Sensorisches Feedback

Ein wichtiger Fortschritt ist die Entwicklung von sensorischem Feedback, das es den Anwendern ermöglicht, Informationen über die Position, Bewegung und Kraft der Prothese zu erhalten. Dies kann durch elektrische Stimulation von Nerven oder durch taktile Stimulation der Haut erfolgen.

Ultraschallbasierte Steuerung

Eine neuere Entwicklung ist die Steuerung von Prothesen mittels Ultraschallsensoren. Diese Sensoren senden Schallimpulse ins Muskelgewebe und analysieren die reflektierten Signale, um die Muskelkontraktionen zu erkennen. Diese Methode ist nicht-invasiv und bietet eine hohe Präzision.

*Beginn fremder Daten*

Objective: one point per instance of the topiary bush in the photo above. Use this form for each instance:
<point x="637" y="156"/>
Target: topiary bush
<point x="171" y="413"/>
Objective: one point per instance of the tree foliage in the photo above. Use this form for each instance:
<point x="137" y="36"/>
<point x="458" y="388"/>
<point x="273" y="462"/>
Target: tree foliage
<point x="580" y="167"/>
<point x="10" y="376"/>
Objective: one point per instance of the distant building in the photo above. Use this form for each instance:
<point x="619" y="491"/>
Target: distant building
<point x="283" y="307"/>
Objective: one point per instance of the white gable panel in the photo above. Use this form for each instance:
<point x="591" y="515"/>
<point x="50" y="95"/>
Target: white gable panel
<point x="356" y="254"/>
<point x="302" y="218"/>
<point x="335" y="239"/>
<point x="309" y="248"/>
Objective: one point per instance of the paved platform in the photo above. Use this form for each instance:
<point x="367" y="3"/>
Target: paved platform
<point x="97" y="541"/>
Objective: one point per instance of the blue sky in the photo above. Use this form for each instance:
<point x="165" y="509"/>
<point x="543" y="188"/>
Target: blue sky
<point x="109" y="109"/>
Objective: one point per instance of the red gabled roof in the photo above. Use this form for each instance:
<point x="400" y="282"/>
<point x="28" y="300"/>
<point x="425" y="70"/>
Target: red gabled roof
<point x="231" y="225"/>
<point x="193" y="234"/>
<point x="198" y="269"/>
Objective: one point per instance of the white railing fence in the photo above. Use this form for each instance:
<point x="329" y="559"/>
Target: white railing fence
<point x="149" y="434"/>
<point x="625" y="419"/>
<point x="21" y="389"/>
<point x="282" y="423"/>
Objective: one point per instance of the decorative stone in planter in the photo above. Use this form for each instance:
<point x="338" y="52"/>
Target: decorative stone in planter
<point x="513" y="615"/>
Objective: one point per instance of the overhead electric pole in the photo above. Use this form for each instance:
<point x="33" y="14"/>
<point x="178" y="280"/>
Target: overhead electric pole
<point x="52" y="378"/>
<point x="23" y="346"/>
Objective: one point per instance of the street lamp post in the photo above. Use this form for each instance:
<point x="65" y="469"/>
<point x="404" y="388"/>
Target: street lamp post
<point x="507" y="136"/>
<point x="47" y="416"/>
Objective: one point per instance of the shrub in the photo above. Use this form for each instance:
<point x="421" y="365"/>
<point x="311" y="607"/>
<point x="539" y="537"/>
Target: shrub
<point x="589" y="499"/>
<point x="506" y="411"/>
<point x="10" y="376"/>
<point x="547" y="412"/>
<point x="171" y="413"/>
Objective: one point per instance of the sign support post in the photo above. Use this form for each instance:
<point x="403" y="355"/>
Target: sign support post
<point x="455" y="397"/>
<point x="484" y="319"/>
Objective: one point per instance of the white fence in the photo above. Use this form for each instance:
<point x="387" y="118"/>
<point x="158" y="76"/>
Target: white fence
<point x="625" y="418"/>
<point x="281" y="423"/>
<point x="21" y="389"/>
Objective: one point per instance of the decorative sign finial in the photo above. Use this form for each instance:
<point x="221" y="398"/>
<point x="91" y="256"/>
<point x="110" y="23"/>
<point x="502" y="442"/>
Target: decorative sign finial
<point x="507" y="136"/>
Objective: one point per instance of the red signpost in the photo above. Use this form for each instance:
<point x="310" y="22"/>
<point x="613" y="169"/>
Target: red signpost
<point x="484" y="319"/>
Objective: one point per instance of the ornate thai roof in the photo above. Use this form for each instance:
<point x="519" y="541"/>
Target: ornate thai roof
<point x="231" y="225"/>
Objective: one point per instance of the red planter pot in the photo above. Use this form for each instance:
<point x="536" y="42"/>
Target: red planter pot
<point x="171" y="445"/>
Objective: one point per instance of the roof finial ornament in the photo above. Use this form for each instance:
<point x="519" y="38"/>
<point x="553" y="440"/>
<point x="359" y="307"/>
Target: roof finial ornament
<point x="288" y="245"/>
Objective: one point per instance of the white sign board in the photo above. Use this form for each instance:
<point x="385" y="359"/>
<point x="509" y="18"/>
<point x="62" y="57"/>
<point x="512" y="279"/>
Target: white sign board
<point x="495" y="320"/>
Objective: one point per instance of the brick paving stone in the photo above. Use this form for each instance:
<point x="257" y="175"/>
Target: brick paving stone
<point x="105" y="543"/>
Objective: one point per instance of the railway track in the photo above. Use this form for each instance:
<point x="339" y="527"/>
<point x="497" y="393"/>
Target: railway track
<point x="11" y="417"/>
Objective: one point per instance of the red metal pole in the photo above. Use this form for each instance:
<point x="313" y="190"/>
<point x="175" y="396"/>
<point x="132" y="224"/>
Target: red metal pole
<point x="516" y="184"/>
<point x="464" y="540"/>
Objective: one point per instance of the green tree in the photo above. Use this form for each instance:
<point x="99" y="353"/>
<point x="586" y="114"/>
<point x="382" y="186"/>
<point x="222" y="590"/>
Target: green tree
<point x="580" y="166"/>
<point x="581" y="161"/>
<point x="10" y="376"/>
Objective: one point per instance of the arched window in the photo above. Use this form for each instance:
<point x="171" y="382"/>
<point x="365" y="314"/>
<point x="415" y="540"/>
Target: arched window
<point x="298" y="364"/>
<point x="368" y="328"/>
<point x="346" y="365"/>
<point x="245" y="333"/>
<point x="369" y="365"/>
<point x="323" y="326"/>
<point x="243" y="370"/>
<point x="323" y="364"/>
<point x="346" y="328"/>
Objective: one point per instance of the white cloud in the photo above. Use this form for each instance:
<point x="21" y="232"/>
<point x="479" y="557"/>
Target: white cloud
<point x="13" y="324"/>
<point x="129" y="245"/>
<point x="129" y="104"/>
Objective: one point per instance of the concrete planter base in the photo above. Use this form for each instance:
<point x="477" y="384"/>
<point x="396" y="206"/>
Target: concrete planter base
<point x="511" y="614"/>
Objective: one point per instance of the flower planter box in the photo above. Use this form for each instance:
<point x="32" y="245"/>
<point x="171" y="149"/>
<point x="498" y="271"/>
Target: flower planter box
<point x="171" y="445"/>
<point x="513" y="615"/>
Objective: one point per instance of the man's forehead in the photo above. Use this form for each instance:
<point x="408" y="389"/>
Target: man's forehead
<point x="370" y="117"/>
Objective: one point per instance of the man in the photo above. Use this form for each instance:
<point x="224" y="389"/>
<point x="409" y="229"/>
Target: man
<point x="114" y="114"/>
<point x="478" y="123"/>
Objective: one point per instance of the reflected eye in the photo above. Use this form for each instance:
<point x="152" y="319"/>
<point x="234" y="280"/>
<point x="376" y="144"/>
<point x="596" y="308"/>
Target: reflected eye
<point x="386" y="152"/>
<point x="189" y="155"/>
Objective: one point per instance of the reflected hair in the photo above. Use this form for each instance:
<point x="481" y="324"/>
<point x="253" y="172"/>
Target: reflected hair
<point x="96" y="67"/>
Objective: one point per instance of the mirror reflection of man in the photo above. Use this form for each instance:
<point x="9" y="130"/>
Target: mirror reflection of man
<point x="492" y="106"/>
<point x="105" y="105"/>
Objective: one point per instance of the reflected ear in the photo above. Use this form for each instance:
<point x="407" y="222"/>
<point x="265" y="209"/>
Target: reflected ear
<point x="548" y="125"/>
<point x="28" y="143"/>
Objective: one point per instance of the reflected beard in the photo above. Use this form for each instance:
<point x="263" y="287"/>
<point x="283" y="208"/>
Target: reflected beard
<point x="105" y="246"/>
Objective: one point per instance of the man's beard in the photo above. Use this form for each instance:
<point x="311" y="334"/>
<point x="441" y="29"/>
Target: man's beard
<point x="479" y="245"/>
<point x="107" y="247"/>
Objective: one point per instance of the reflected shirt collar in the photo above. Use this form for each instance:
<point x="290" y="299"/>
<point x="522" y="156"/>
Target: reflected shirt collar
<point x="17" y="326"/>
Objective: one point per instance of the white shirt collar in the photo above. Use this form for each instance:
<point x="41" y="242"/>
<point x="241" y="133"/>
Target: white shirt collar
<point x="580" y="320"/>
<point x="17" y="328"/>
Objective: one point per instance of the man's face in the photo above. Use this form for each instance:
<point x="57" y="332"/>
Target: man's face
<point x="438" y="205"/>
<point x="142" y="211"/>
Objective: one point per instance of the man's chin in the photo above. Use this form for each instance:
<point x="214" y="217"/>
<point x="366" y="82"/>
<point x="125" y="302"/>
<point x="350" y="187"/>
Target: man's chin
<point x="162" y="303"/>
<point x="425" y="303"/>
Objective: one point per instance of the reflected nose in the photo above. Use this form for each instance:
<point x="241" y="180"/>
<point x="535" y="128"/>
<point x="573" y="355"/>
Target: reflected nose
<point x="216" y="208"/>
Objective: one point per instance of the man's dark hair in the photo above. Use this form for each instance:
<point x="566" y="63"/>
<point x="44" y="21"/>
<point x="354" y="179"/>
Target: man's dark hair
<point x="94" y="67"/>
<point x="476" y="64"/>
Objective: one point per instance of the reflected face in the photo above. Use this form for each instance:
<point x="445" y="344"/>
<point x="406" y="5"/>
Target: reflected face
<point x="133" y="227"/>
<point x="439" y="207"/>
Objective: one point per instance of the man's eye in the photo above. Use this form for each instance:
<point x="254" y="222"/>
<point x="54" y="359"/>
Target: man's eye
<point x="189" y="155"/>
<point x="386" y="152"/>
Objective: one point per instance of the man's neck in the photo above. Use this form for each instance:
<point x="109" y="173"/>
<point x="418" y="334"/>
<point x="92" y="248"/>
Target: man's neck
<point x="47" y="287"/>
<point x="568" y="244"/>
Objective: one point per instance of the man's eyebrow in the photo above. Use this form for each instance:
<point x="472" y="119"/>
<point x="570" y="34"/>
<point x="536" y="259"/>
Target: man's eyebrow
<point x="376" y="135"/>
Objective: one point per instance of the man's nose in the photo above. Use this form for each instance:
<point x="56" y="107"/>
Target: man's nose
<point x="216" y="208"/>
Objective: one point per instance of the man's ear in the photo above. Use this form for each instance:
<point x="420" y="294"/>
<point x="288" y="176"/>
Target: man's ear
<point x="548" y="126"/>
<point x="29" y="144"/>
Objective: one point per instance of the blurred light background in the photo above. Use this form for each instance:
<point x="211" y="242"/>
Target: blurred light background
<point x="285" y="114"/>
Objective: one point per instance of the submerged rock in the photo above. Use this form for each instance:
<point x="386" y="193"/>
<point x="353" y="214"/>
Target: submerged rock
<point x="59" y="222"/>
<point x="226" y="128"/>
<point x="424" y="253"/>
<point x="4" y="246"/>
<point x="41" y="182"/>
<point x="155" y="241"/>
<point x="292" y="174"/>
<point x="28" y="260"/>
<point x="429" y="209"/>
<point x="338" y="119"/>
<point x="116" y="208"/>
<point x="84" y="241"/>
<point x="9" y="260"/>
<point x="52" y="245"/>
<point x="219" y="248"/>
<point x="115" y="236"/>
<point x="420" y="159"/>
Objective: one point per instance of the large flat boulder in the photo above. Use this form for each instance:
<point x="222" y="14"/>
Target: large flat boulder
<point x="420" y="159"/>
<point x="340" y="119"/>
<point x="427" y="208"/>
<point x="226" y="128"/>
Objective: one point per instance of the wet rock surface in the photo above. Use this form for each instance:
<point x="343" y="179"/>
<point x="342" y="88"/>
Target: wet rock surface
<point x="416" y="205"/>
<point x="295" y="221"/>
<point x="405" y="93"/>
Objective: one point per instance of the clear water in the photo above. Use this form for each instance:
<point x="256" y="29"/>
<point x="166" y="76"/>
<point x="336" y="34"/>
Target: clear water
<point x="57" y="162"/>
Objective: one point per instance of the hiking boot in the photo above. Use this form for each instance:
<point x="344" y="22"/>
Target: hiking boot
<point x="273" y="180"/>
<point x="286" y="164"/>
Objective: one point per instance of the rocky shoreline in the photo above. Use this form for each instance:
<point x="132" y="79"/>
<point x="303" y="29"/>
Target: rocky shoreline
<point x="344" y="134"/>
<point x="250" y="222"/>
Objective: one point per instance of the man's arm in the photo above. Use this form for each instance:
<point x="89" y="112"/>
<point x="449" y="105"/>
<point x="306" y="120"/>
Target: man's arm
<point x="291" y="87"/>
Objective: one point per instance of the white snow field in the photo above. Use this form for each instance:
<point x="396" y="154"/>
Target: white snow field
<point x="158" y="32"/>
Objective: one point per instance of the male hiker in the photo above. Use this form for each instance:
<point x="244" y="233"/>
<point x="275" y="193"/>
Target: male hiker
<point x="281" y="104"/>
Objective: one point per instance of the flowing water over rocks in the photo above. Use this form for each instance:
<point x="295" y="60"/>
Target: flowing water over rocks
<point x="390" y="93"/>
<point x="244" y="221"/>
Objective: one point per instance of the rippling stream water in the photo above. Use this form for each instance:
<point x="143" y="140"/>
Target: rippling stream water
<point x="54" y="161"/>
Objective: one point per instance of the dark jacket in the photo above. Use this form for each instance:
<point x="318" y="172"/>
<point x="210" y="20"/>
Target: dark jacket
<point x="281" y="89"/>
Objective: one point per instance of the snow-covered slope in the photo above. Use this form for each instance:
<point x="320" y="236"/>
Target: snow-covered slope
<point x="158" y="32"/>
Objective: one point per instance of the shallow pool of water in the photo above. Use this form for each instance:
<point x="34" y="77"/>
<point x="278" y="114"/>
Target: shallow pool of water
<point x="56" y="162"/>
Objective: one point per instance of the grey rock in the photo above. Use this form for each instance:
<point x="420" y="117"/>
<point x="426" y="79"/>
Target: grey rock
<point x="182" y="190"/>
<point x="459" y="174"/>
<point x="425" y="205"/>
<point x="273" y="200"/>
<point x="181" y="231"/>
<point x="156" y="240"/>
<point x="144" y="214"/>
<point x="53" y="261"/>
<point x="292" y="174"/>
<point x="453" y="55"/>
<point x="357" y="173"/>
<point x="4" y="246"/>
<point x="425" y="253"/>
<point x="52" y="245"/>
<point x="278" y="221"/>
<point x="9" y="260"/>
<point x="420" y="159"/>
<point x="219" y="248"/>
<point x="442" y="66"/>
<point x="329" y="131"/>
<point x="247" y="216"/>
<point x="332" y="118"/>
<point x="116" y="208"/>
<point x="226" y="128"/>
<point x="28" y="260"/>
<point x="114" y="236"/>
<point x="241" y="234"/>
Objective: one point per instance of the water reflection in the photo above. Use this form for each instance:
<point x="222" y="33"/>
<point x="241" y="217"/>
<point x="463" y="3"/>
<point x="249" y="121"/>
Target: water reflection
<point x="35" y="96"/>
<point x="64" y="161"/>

Herausforderungen und zukünftige Entwicklungen

Obwohl die myoelektrische Steuerung bereits erhebliche Fortschritte gemacht hat, gibt es noch einige Herausforderungen zu bewältigen:

  • Verbesserung der Signalqualität: Die Qualität der Muskelsignale kann durch verschiedene Faktoren beeinträchtigt werden, wie z.B. Hautwiderstand, Schweiß und Bewegungen. Es ist daher wichtig, die Signalqualität zu verbessern, um eine zuverlässige Steuerung der Prothese zu gewährleisten.
  • Entwicklung von intuitiveren Steuerungsmethoden: Die Steuerung von Prothesen kann für die Anwender anfangs schwierig sein. Es ist daher wichtig, intuitivere Steuerungsmethoden zu entwickeln, die es den Anwendern ermöglichen, die Prothese auf natürliche Weise zu steuern.
  • Integration von sensorischem Feedback: Die Integration von sensorischem Feedback ist ein wichtiger Schritt, um die Funktionalität und Akzeptanz von Prothesen zu verbessern. Es ist daher wichtig, effektive Methoden zur Erzeugung von sensorischem Feedback zu entwickeln.
  • Miniaturisierung und Energieversorgung: Die Miniaturisierung der elektronischen Komponenten und die Entwicklung von effizienten Energieversorgungssystemen sind wichtige Ziele, um die Prothesen leichter und komfortabler zu machen.
  • Kostenreduktion: Die Kosten für myoelektrische Prothesen und Orthesen sind oft hoch. Es ist daher wichtig, die Kosten zu senken, um die Technologie für eine breitere Bevölkerungsschicht zugänglich zu machen.

Zukünftige Entwicklungen in der myoelektrischen Steuerung könnten die Entwicklung von vollständig implantierten Systemen, die Verwendung von künstlicher Intelligenz zur Verbesserung der Steuerung und die Integration von sensorischem Feedback in Echtzeit umfassen.